Escuché un chirrido de metal apenas me moví, uno de mis brazos estaba esposado en la camilla y entonces supuse dónde estaba.

-¡Hola! ¿Hay alguien aquí?

No sé cuántas veces grité, sin obtener respuesta alguna. Media hora después, alguien abrió la puerta. Era una señora de mediana edad, traía un par de jeringas.

-¡Hola! - dije, sonriéndole.

-¡Hola! - contestó ella, cortés.

-Estoy detenido ¿Verdad? - pregunté, señalando las esposas.

La mujer asintió con la mirada y procedió a pasar el líquido por la intravenosa. Ardió un poco.
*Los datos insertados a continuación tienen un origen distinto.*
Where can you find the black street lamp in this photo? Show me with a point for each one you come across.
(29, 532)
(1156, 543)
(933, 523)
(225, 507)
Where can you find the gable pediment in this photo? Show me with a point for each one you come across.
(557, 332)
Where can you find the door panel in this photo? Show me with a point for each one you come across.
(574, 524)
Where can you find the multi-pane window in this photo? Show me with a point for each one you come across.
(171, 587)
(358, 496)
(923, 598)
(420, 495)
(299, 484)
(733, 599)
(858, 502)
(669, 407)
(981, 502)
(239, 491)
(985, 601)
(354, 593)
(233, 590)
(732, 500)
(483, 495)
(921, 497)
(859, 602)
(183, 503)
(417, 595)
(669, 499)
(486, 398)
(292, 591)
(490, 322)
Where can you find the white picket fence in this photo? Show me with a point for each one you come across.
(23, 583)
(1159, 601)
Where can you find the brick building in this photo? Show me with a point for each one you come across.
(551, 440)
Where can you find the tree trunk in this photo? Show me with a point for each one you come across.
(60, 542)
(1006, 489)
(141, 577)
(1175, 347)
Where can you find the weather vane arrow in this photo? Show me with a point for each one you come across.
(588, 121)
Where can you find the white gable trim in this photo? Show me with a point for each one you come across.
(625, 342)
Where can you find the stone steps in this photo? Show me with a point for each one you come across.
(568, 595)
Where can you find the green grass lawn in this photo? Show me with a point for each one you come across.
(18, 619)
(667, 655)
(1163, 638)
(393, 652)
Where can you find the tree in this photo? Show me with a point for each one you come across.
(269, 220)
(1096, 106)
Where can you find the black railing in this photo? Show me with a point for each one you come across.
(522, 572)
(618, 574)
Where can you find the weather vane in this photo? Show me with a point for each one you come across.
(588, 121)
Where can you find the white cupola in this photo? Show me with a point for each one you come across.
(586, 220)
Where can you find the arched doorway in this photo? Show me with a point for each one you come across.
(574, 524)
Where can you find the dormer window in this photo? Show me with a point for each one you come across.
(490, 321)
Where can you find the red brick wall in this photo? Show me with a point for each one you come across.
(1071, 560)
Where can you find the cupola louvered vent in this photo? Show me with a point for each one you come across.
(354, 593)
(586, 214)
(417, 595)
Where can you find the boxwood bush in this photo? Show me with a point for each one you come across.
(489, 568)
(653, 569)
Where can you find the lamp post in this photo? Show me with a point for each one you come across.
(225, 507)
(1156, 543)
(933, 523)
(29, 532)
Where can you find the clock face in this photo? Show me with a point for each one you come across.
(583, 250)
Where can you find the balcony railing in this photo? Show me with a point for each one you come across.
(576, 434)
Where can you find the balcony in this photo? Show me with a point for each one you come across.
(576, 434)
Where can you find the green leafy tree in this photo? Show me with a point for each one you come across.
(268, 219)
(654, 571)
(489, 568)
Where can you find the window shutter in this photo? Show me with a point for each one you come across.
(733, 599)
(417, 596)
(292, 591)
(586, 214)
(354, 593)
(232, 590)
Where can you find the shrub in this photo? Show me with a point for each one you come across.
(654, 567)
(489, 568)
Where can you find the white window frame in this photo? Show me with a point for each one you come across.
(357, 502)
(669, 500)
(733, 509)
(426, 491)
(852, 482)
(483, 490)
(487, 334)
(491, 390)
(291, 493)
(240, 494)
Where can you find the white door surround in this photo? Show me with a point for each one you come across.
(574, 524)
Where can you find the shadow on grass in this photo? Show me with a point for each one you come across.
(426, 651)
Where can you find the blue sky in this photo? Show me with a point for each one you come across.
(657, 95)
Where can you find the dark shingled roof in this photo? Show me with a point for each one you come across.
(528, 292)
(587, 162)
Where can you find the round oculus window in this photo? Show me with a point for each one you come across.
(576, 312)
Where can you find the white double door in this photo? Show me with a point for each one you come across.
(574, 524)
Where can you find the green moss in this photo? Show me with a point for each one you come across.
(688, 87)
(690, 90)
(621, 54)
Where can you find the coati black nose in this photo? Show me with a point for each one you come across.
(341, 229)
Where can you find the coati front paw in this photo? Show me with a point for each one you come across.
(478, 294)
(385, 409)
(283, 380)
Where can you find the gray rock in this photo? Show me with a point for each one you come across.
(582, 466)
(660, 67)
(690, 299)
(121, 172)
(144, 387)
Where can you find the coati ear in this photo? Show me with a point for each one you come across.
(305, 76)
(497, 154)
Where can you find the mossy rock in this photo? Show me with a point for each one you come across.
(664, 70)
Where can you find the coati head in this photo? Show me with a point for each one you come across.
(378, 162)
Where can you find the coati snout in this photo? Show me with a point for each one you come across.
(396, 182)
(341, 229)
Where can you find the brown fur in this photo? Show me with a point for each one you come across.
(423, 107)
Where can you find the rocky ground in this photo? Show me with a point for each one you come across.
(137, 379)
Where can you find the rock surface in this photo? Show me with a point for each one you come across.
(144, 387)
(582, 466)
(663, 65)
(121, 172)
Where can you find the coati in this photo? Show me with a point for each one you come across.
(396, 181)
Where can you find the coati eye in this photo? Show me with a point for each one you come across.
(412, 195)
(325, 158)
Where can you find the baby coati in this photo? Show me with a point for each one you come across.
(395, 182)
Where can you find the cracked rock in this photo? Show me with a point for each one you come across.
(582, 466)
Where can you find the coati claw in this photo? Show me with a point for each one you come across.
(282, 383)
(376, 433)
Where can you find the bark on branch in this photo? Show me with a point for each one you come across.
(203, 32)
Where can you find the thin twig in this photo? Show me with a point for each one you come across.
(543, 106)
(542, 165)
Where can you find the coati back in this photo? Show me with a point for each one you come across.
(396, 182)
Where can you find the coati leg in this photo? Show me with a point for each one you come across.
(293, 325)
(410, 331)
-¿Cómo te sientes? - me preguntó, amablemente.

-Terrible - contesté, sin ánimos, ella sólo sonrió.

Una vez que terminó de pasar los tratamientos, me dijo:

-Alguien vendrá a hablar contigo, pero no creo que en este momento, probablemente sea al final del día. Te traeré algo de almorzar pronto, debes estar hambriento.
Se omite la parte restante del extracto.